Now a reliever who spends two full years in the bigs will walk away with more than two million in lifetime salaries instead of slightly over one million. Life-changing money, and without waiting six seasons for the privilege of reaching free agency. A Quad-A player doing a few weeks of fill-in duty will get twice as much per day in what might be his only trip to the majors ever. This is where the cruelly finite nature of an athlete’s career gets most important in terms of earnings, not the varying shades of generational wealth at the top of the spectrum, even though the high-earners also fundamentally deserve similar consideration.
But wait, there’s more! All player salaries are based on a starting point, so bump up that initial baseline and you’ll increase all of your future salaries too. When you reach arbitration and get your first raise there, it’ll be a raise over the million-plus you were already getting in pre-arb. All your arby salaries just went up! When you reach free agency, you can remind prospective employers that you’ll be replacing a million-dollar minimum spot on the roster, instead of a half-million-dollar spot, making it less cost-effective for teams to punt roster spots on scrubs just to save a buck.
In that way it’s almost like the first stage of a salary floor. Not exactly, but to the same extent that the Competitive Balance Tax is sort of like the first stage of a salary cap. It’s flirting with the idea in a roundabout way, since directly confronting it is still a complete non-starter.
The only downside for players here would be potential fear that raising the bottom salaries too much would cost them at the top, by suppressing free agent spending. That seems mathematically unlikely.

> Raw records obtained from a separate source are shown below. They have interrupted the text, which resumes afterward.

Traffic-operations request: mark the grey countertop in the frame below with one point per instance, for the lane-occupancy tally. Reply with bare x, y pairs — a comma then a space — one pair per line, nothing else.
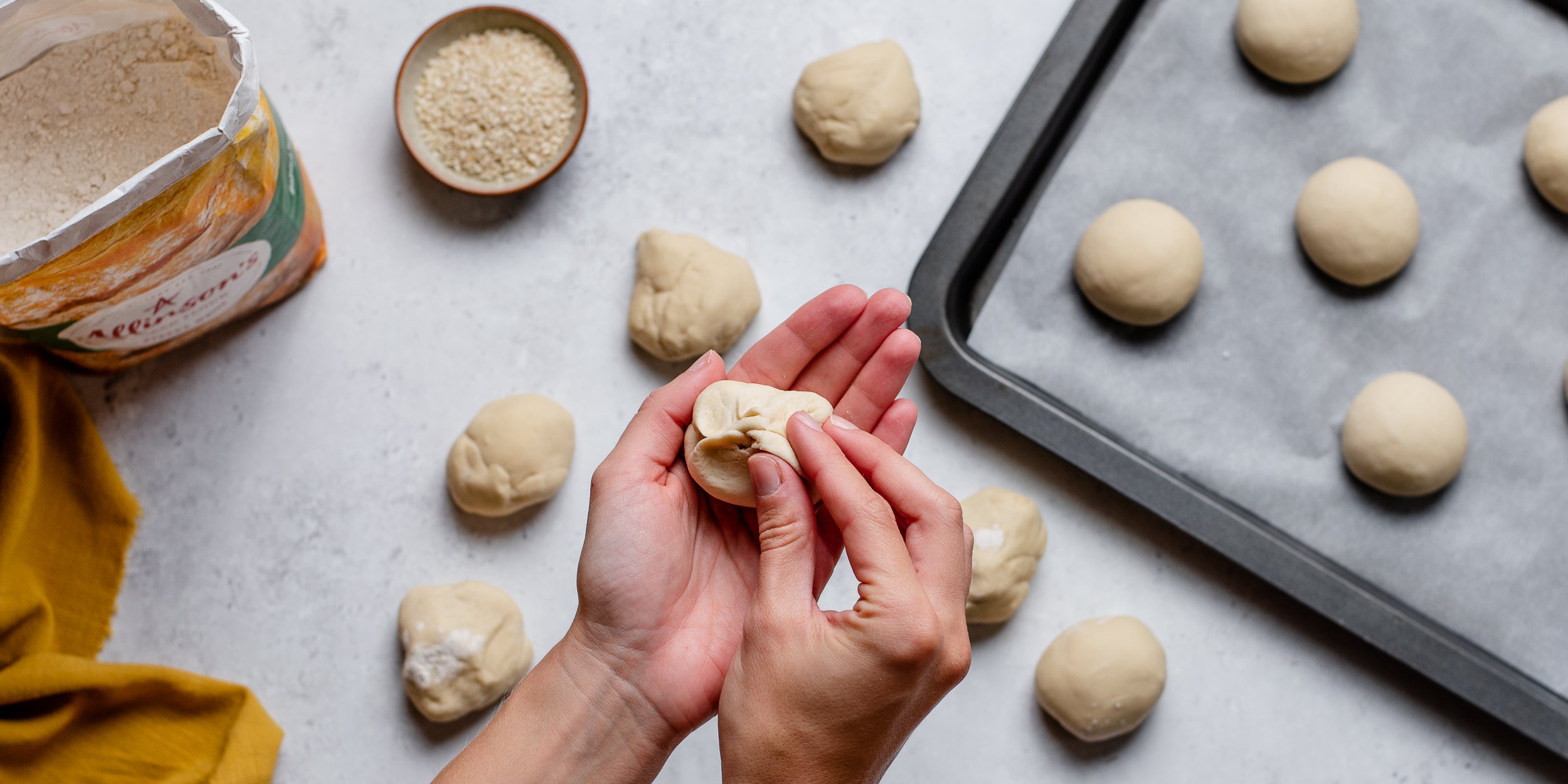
290, 468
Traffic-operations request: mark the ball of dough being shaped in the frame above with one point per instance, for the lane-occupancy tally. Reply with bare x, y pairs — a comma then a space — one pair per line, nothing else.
1547, 152
1101, 678
1404, 435
513, 455
1010, 537
1297, 41
858, 105
733, 421
1140, 262
463, 648
1359, 221
691, 297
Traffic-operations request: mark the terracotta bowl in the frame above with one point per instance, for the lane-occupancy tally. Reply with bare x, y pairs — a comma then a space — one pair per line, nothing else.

Last year the Oakland A’s had something like a dozen roster spots going toward minimum-salary players, especially before stocking up on veterans at the trade deadline. That’s not an unusual distribution, and any higher than that would probably signify a rebuilding team who already isn’t spending much and needs to be coaxed into trying harder anyway. Doubling those dozen salaries would have cost the A’s around $7 million, which isn’t nothing, but it doesn’t seismically shift the balance of the payroll even for a small-budget club. It’s the price of one decent free agent, like maybe a solid setup man or a serviceable third outfielder. It’s not even 1 WAR on the open market.
Raising the minimums isn’t going to stop stars from getting bonkers mega-deals. At worst, a few low/midlevel free agents might take a small hit, but even that won’t sting as badly because they would have already spent the previous six years getting those higher minimum salaries themselves.

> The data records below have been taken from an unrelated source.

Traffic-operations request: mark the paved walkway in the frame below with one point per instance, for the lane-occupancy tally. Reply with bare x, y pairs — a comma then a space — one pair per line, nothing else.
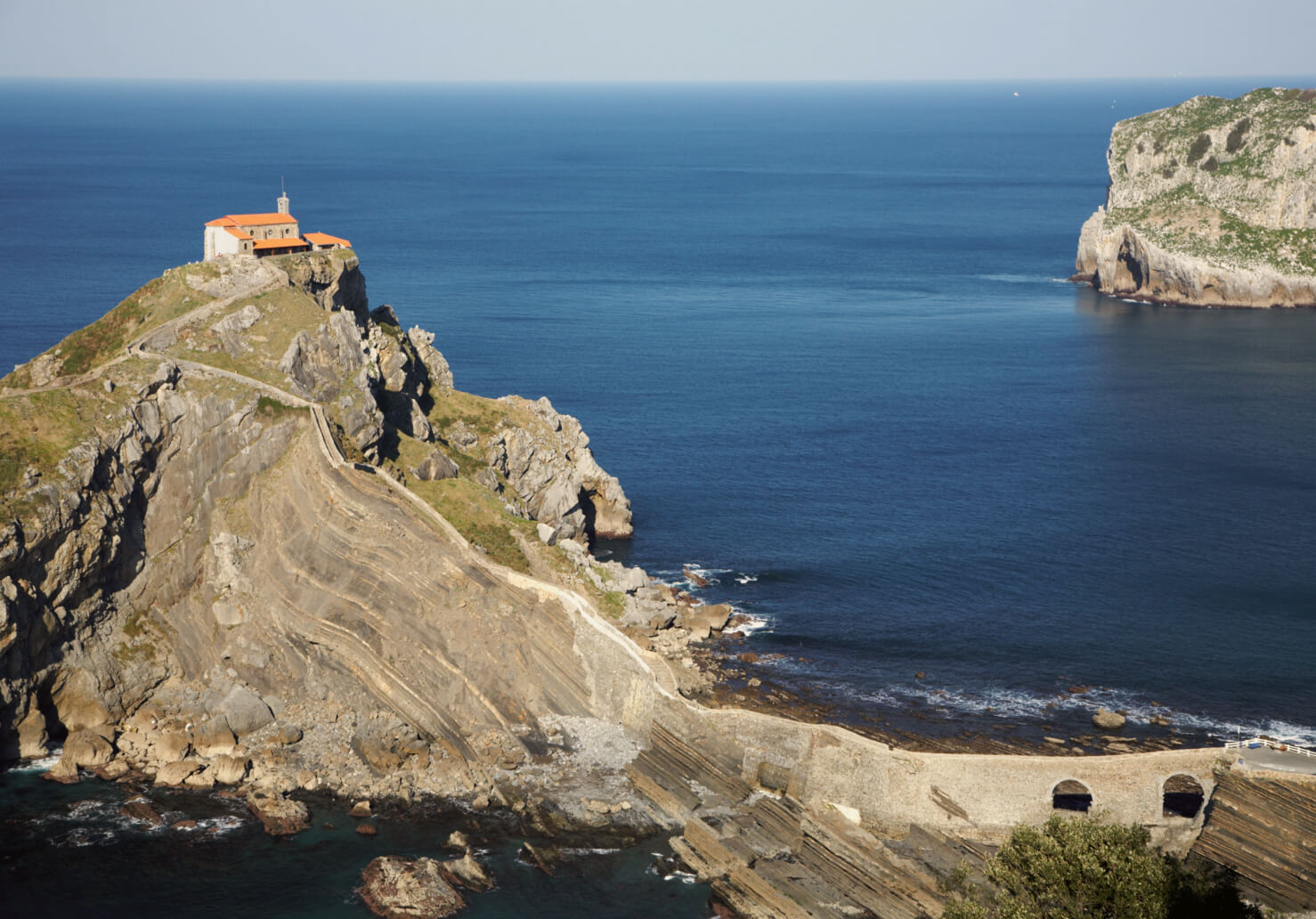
1265, 757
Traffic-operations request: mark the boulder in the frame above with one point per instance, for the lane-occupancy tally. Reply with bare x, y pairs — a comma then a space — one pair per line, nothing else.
468, 873
287, 735
214, 737
702, 621
280, 817
175, 773
63, 772
110, 770
229, 769
140, 809
245, 712
435, 467
33, 740
201, 780
170, 745
85, 748
408, 889
1107, 720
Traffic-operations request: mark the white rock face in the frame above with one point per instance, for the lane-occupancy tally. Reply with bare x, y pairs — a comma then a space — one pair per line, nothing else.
1211, 203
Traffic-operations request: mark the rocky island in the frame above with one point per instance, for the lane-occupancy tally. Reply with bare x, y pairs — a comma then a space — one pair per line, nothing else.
256, 541
1211, 203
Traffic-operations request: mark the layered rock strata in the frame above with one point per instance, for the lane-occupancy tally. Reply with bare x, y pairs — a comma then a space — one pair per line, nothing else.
1211, 203
220, 563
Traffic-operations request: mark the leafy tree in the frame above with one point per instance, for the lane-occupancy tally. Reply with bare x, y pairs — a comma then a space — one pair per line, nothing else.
1081, 868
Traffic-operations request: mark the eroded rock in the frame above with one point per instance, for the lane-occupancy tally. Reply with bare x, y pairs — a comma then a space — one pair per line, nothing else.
399, 888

Players say they want to get the younger guard paid more in the earlier years of their careers. There are multiple ways to approach that issue, but the single most effective one would be to target the minimum salary and raise it as substantially as possible. It’s exactly the high tide that would lift all the other boats, including a resultant bump for arbitration payouts, and focusing on anything else is attacking a symptom instead of the source.

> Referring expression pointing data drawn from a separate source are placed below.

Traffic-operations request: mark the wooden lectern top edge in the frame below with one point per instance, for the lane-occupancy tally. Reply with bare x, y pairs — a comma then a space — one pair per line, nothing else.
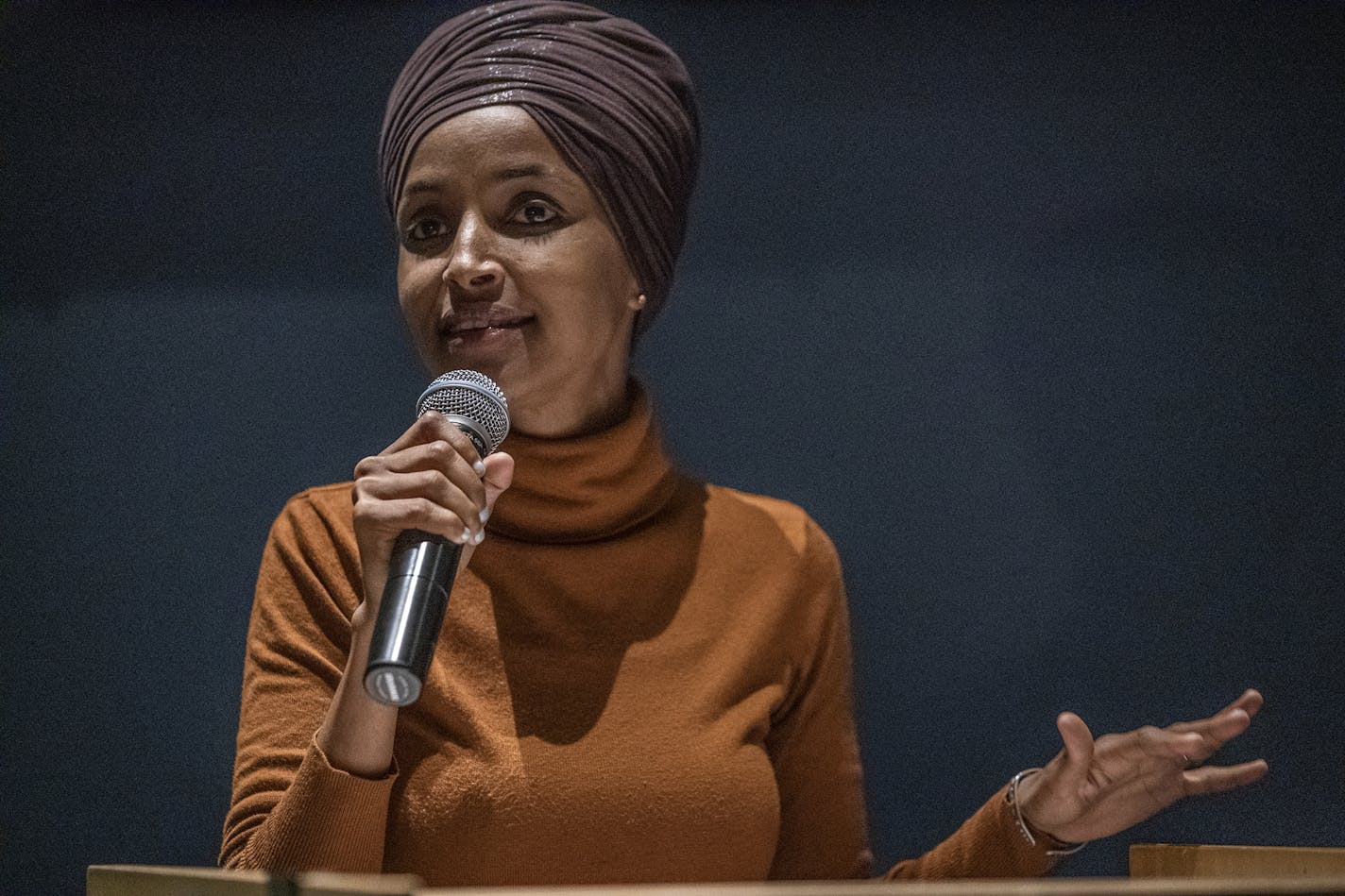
1333, 886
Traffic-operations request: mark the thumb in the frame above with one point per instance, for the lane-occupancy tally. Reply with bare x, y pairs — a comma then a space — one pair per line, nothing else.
500, 474
1079, 746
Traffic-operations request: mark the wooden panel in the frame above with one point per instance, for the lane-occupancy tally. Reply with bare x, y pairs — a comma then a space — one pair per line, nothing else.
1174, 860
162, 880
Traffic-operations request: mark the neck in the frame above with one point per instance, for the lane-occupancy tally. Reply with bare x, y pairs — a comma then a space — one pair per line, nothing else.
567, 417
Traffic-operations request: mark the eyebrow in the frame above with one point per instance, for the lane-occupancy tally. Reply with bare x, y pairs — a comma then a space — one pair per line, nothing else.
503, 174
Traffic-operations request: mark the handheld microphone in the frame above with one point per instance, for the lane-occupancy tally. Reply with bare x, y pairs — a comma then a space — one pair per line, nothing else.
422, 566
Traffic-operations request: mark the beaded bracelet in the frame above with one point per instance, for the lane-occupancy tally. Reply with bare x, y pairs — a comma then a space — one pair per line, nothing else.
1012, 798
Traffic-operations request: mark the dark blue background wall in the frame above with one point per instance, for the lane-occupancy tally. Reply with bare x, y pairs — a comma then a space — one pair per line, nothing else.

One real-life idea on the table right now is an extra bonus pool for the top few pre-arbitration players in the league, worth a total of $10-15 million or so. That’s pocket change in this conversation, and if that’s the plan for getting younger players paid then the owners have already won.
Another method (which didn’t gain traction with owners this winter) could involve shortening the arbitration clock, so that young players either get to arby sooner, or spend less time there before reaching free agency. That would help some players, but it would still ignore the ones who only stick for a couple years, and last I checked they were part of the union too.
The players should ditch those strategies for now and put all their momentum behind doubling the minimum, while also continuing their push to raise the luxury tax so that this win doesn’t slow total salary growth. That path will yield a far higher overall return than any bonus pool pittance, while more fully and genuinely addressing their stated goal of finally taking care of the little guy.
Athletes’ careers are short and unpredictable, so let’s make sure they get paid as soon as possible when they make it to the top league in the world.